28 Ağustos 2013 Çarşamba

Interview (Almanya) Dergisi Röportajı [Eylül 2013]

Robert: Umarım sigara içmem seni rahatsız etmiyordur.

Ne içiyorsun?

R: Elektronik sigara. Uzun zamandır bırakmaya çalışıyorum ama bu elektronik olanlar oldukça farklılar; bir tanesini bitirmenle normal bir paketi bitirmen aynı süreyi alıyor. Ve şey, sönünce atıyorsun oluyor bitiyor. Aynı gerçek sigaralar gibi. Böyle olmasını seviyorum. Bir tane ister misin?

Tabii.

R: Eee?

Dumanı tütsün benim için yeterli.

R: Bunlar çok güçlü. Yenisini alabilmek için sürekli 7-Eleven'a gidiyorum. Uçakta bile kullanabilirsin. Tanrım, elektronik sigara satıcısı gibi konuşuyorum! 

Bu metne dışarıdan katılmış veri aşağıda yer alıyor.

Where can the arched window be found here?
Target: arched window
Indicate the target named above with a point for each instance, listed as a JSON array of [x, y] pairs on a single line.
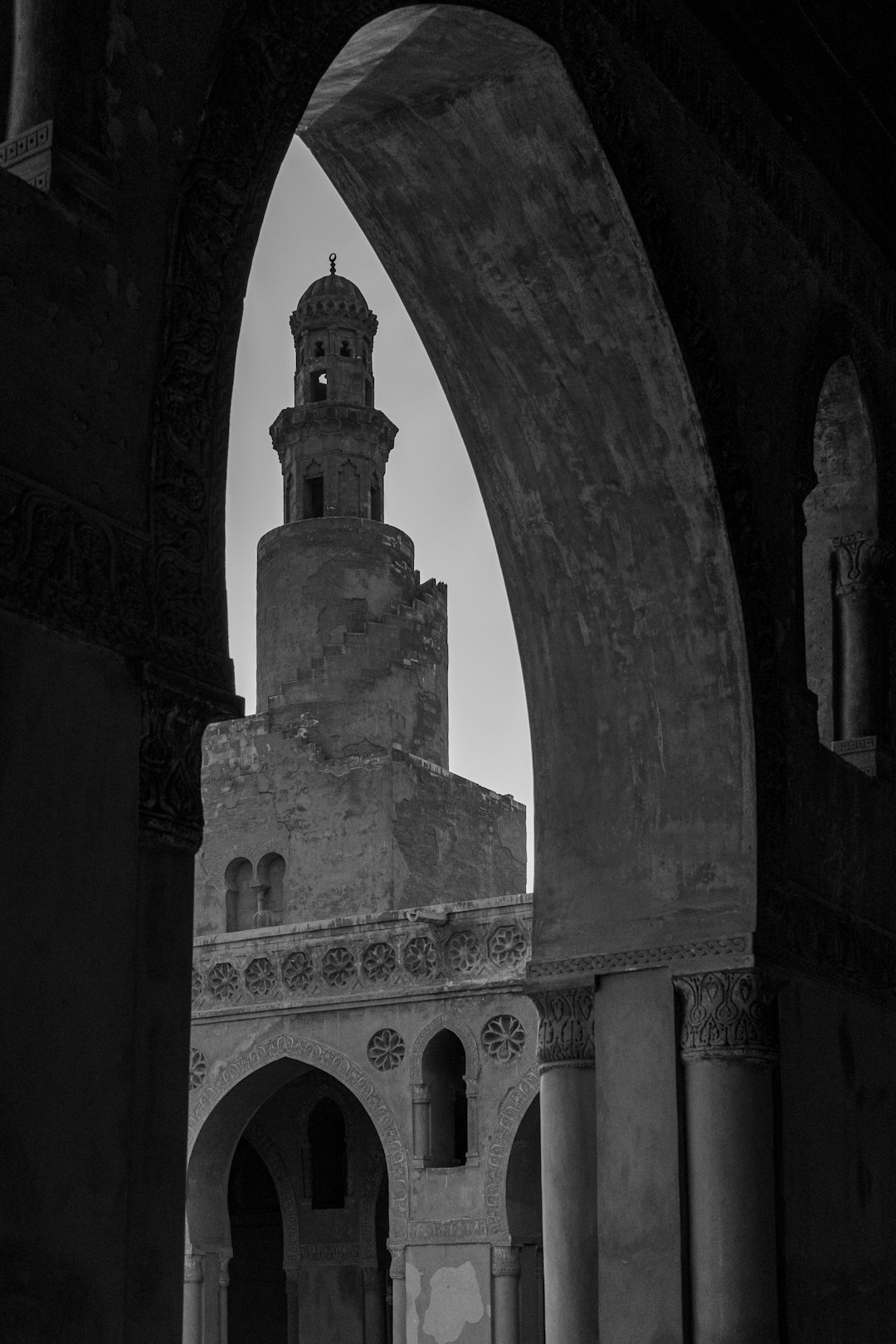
[[269, 890], [843, 572], [377, 499], [314, 496], [240, 895], [328, 1157], [444, 1066]]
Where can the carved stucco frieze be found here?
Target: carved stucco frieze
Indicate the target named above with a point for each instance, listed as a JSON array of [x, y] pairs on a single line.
[[566, 1027], [505, 1261], [728, 1015]]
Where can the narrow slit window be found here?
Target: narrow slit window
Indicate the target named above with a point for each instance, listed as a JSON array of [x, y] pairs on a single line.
[[314, 503]]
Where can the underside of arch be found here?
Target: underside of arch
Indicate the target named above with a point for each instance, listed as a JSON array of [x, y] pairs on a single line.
[[464, 152]]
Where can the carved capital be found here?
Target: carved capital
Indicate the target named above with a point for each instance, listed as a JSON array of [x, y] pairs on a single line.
[[728, 1015], [175, 714], [566, 1029], [860, 563], [193, 1269], [397, 1268], [505, 1261]]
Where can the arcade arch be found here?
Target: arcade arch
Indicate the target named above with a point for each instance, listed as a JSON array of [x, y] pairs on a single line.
[[261, 1177]]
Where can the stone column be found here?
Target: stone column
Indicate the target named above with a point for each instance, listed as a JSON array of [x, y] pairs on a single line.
[[860, 655], [373, 1307], [397, 1274], [421, 1103], [728, 1046], [568, 1171], [472, 1121], [505, 1294], [292, 1305], [192, 1300], [223, 1281], [171, 828], [34, 61]]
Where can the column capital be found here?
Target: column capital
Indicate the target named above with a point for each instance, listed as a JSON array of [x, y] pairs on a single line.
[[505, 1261], [397, 1268], [566, 1027], [728, 1015], [193, 1272], [860, 559]]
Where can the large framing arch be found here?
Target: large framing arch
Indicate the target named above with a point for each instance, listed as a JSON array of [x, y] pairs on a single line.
[[642, 652], [305, 1050]]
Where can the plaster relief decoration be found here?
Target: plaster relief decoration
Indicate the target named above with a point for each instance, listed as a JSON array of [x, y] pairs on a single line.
[[566, 1029], [338, 967], [419, 956], [728, 1015], [508, 945], [379, 962], [261, 977], [462, 951], [512, 1110], [197, 1069], [299, 971], [503, 1038], [223, 980], [386, 1049], [299, 964]]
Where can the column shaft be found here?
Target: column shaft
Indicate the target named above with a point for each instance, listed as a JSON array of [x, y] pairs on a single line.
[[505, 1294], [568, 1172], [192, 1300], [727, 1050], [373, 1307]]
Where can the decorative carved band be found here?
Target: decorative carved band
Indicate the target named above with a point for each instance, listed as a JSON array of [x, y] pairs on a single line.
[[566, 1027], [728, 1015], [642, 958], [192, 1269], [505, 1261], [860, 562], [175, 715]]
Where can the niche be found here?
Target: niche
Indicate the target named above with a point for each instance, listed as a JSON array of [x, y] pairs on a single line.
[[269, 891], [843, 563], [444, 1066], [349, 491], [377, 500], [328, 1155], [314, 496], [241, 898]]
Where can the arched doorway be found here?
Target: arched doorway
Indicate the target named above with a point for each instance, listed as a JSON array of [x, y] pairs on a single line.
[[288, 1214]]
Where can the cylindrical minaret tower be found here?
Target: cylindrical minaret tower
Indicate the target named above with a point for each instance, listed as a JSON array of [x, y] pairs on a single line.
[[343, 620]]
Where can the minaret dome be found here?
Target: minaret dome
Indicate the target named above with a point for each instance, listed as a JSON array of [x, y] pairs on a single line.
[[332, 442]]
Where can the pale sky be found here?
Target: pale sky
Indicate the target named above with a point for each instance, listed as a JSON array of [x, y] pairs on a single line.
[[430, 491]]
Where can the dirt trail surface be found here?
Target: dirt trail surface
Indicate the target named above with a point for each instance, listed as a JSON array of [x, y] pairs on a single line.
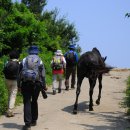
[[55, 113]]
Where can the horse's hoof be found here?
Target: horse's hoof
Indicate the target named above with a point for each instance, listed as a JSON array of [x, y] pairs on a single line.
[[90, 109], [75, 112], [97, 102]]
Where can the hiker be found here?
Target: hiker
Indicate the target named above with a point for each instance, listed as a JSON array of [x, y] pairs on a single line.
[[10, 71], [32, 81], [58, 65], [71, 61]]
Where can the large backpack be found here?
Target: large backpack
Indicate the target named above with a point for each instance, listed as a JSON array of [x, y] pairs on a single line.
[[11, 69], [57, 63], [30, 71], [70, 59]]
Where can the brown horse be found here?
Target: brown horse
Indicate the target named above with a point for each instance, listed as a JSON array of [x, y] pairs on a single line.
[[92, 66]]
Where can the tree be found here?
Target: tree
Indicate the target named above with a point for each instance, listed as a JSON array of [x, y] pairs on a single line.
[[35, 6]]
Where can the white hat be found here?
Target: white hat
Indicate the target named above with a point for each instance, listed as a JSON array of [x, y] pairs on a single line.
[[58, 52]]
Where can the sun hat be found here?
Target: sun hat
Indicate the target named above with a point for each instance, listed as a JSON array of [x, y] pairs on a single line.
[[33, 50], [58, 52], [72, 46]]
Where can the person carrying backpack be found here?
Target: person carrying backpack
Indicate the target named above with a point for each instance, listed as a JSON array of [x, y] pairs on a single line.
[[71, 62], [10, 71], [31, 82], [58, 65]]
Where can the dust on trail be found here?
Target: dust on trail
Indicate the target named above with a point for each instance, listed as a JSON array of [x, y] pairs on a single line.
[[55, 113]]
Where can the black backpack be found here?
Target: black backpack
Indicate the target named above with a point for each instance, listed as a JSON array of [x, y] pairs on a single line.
[[70, 59], [11, 69]]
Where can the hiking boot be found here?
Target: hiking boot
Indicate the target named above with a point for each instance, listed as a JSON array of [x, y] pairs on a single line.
[[10, 114], [54, 92], [67, 88], [33, 123], [72, 87], [26, 127], [59, 90]]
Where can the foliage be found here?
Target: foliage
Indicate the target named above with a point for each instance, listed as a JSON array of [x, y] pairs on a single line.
[[35, 6], [126, 102]]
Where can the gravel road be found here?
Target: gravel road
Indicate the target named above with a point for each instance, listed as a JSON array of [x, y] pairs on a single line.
[[55, 113]]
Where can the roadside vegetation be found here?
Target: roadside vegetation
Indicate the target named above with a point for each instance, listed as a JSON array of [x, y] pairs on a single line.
[[26, 23], [126, 102]]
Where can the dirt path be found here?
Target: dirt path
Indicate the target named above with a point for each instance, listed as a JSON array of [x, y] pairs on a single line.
[[55, 113]]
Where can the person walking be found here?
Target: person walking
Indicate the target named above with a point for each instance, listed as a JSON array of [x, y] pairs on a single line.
[[58, 65], [31, 82], [71, 57], [10, 71]]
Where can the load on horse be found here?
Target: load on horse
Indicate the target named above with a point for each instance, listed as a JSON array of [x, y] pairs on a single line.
[[92, 66]]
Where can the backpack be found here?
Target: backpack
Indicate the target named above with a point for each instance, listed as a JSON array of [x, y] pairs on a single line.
[[30, 71], [70, 59], [57, 63], [11, 69]]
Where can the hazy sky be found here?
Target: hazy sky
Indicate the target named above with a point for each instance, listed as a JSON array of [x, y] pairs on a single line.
[[101, 24]]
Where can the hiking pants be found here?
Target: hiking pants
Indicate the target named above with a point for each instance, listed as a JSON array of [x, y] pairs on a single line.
[[12, 92], [70, 71], [30, 92], [57, 77]]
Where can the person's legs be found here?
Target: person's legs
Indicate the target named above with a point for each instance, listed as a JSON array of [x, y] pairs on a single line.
[[34, 104], [68, 73], [54, 83], [27, 91], [73, 77], [12, 92], [60, 76]]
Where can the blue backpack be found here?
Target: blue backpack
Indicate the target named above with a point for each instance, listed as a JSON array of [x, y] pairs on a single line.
[[70, 59], [30, 71]]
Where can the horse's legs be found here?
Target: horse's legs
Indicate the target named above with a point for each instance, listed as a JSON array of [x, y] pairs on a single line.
[[100, 89], [92, 82], [77, 94]]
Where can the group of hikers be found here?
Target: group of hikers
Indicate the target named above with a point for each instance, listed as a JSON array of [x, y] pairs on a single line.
[[28, 77]]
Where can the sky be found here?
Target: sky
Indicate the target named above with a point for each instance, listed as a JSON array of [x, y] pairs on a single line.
[[101, 24]]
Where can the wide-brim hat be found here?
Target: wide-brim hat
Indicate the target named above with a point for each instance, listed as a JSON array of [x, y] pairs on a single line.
[[33, 50], [71, 46], [58, 52]]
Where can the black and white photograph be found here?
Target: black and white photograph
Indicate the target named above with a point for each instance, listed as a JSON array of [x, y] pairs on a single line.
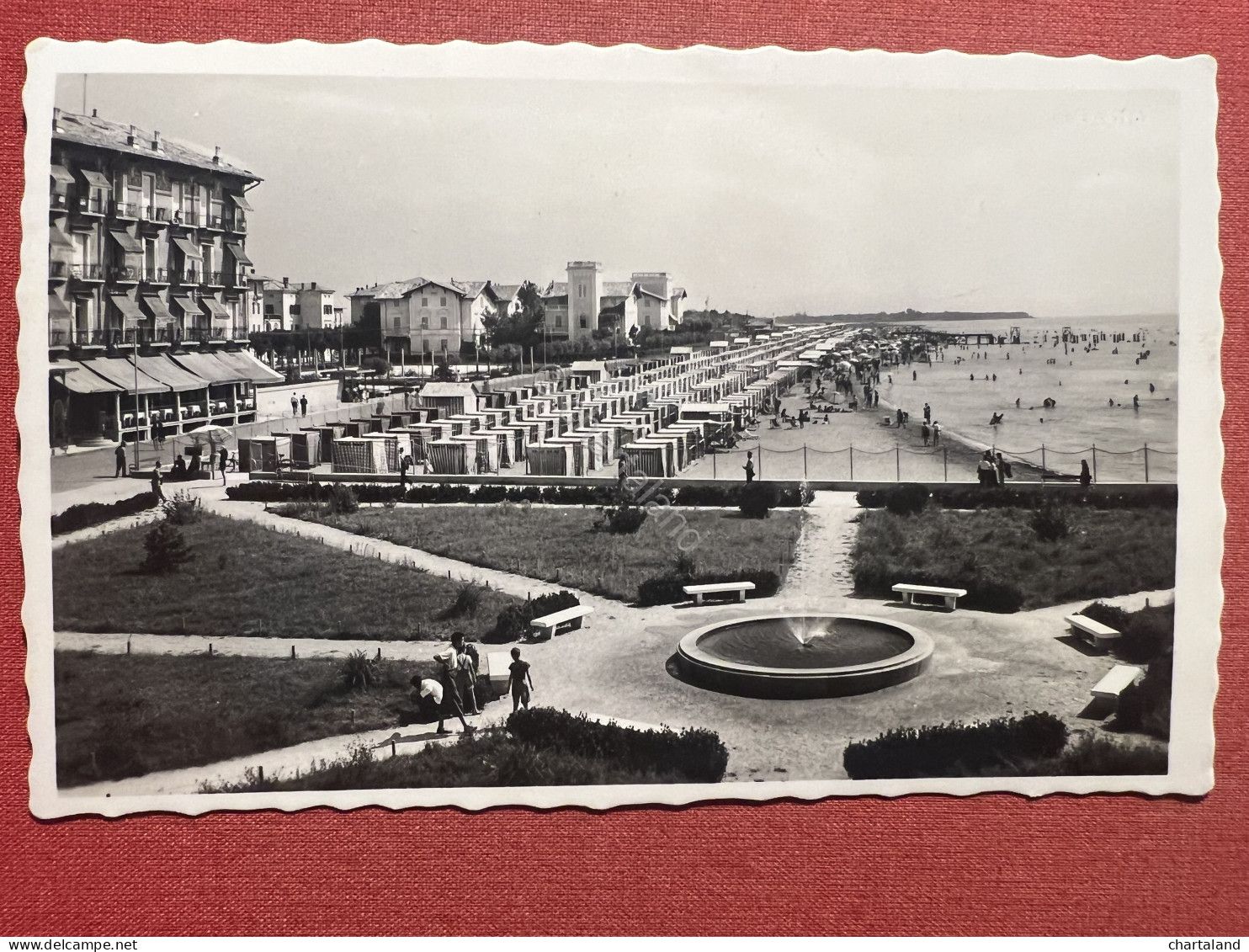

Hem de Dior için tanıtım yapman gerekirken. Dior Homme'un yeni yüzü olmak nasıl bir duygu?

R: Aslına bakarsan reklamlarda oynamayı hiç istemedim.

... Ve bir sabah parfümün mü bitti?

R: Ben parfüm kullanmam ki!

Bunu söylemeye iznin var mı?

R: 13 ya da 14 yaşlarındayken epey kullanırdım ama artık kullanmıyorum. O zamanlar sanırım beni daha olgun göstereceğini düşünüyordum. Hal böyle olunca da önemliydi tabii; ta ki ilk sakalım çıkana kadar.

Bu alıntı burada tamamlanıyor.